The higher the stakes in a pay-for-performance program — which uses quality measures to determine doctor and hospital income — the greater the tension between providers, who want performance measures that are accurate, and payers who are concerned about cost.

The idea of incorporating aspects of pay-for-performance into Medicaid is not new. More than a dozen states — including Massachusetts — have already adopted
components of pay-for-performance in their programs. Rhode Island, which has had a program since 1996, paid out $1.3 million in bonuses out of its $300 million Medicaid budget last year.

But the $180 million at stake in Massachusetts is much greater, and the scope of the provisions, which includes one to reduce racial healthcare disparities, is potentially much broader.

Pay-for-performance systems can play a needed watchdog role, but also must be carefully crafted to avoid giving healthcare providers the wrong incentives, Flanagan said. “When the government provides a stream of money, you should also have a checking system to ensure that it’s used efficiently and in the patients’ best interest.”

The two advisory boards that will be charged with hammering out the details of the plans will include representatives of doctors, hospitals, labor unions, consumers and industry, and they must craft a plan by the next fiscal year when the first of two $90 billion Medicaid reimbursement increases tied to performance take place.

But they will likely come across a debate that springs to life wherever pay-for-performance is discussed.

Healthcare providers say they would prefer that performance be measured based on clinical records that give detailed information about patients’ conditions and treatment. However, that information would be very expensive to compile. Payers, on the other hand, want to use data from insurance claims that list only basic information about diagnosis and treatment.
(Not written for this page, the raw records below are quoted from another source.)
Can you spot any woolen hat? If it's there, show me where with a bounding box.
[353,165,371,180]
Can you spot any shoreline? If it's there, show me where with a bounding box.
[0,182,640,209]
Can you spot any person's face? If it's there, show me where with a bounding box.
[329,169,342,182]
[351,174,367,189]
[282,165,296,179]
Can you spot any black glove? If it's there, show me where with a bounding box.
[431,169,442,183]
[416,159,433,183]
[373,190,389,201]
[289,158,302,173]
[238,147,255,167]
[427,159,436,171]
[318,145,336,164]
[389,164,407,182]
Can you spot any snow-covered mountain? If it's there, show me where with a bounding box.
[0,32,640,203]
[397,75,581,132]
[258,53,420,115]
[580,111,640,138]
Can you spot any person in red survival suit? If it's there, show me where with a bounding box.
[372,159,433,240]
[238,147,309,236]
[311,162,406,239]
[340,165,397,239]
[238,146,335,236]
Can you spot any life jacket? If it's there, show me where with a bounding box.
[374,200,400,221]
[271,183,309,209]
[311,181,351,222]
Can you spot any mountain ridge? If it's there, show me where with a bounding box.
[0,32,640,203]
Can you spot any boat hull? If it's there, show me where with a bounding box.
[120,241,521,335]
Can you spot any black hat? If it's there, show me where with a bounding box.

Massachusetts hospitals welcome the increase in Medicaid reimbursement, and the opportunity for improvement provided by pay-for-performance, Massachusetts Hospital Association spokesman Paul Wingle told UPI, but he added that the measures should be based on the treatment information included in charts and not data on outcomes collected after the fact.
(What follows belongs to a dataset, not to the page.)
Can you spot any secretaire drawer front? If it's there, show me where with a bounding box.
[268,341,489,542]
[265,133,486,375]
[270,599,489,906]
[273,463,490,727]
“There are many standards out there for reporting on quality and performance in healthcare,” he said. “We find the best measures are based on clinical records.”
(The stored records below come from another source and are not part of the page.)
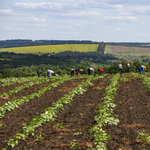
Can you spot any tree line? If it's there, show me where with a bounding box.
[0,60,150,78]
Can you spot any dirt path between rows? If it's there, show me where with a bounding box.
[103,79,150,150]
[0,80,56,106]
[0,79,85,148]
[15,76,110,150]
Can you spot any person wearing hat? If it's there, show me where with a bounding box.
[78,69,83,76]
[127,61,130,73]
[88,68,94,75]
[118,62,123,75]
[47,70,54,78]
[70,69,74,76]
[98,68,104,75]
[140,65,146,74]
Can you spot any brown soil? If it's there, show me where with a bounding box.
[9,77,110,150]
[0,81,55,106]
[0,79,85,148]
[103,79,150,150]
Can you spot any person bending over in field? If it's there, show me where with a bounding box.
[88,68,94,75]
[118,63,123,75]
[78,69,83,76]
[127,61,130,73]
[70,69,74,76]
[75,68,79,76]
[47,70,54,78]
[98,68,104,75]
[140,65,146,74]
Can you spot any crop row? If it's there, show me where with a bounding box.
[89,74,120,150]
[0,77,38,87]
[0,76,85,118]
[131,72,150,90]
[3,76,104,147]
[0,77,60,96]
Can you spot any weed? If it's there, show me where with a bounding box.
[36,130,43,142]
[118,101,123,105]
[73,132,82,135]
[54,121,64,129]
[136,130,150,144]
[69,140,79,149]
[79,113,84,116]
[0,123,6,128]
[95,87,101,90]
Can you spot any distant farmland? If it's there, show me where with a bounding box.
[104,45,150,62]
[0,44,99,53]
[105,45,150,53]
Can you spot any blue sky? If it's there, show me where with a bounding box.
[0,0,150,42]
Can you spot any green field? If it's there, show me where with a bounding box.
[104,45,150,61]
[0,44,99,53]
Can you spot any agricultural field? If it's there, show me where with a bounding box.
[0,44,99,53]
[104,45,150,62]
[0,72,150,150]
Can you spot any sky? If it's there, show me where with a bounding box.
[0,0,150,42]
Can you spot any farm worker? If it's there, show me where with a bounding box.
[37,70,40,77]
[127,61,130,73]
[88,68,94,75]
[118,62,123,74]
[75,68,79,76]
[47,70,54,78]
[78,69,83,75]
[70,69,74,76]
[40,72,42,77]
[140,65,146,74]
[98,68,104,75]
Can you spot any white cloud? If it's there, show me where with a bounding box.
[134,6,150,15]
[0,9,12,15]
[104,16,137,22]
[13,2,68,9]
[115,28,120,31]
[60,11,101,17]
[23,16,45,22]
[4,26,13,30]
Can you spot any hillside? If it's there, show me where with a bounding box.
[0,44,98,53]
[104,45,150,63]
[0,73,150,150]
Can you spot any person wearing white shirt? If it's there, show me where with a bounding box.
[127,61,130,73]
[88,68,94,75]
[47,70,54,78]
[118,63,123,74]
[70,69,74,76]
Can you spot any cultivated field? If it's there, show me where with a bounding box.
[104,45,150,62]
[0,44,98,53]
[0,73,150,150]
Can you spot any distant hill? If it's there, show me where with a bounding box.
[0,44,99,53]
[0,39,98,48]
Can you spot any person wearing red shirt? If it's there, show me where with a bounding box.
[98,68,104,75]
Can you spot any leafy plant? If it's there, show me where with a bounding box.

Using the records would also help the program achieve its goal of narrowing racial disparities, he said. “With admissions records you could look back and see how care plans are followed for minority patients compared to the general population.”

The data that already exist are focused on preventive and primary care and has little to say about physician specialties, said R. Adams Dudley, a professor of medicine and health policy and the University of California, San Francisco, who helped develop the pay-for-performance measures that are now used to gauge the quality of care for 80 percent of California’s hospital patients.

Getting better data, however, can cost hundreds of thousands of dollars per hospital and leads to sometimes heated discussions about what the new variables should be.

“There are many variables you would want to have for any one measure,” Dudley said. “Where people go from singing Kumbayah to wrestling in the mud is when you’re talking about what is a valid measurement and who should pay for it.”

But the data are important, he said. Faulty performance measures could be a danger to patients by steering them to poor-quality providers and giving providers an incentive to reject high-risk patients with difficult conditions.

There is also a potential to harm doctors by publishing quality ratings that are inaccurate, Dudley said.

The potential benefits outweigh these risks, he said. “All of this is balanced with an enormous amount of evidence showing problems with quality of care and waste that are rife throughout the system. The risks of pay-for-performance are worth taking to improve the quality of care.”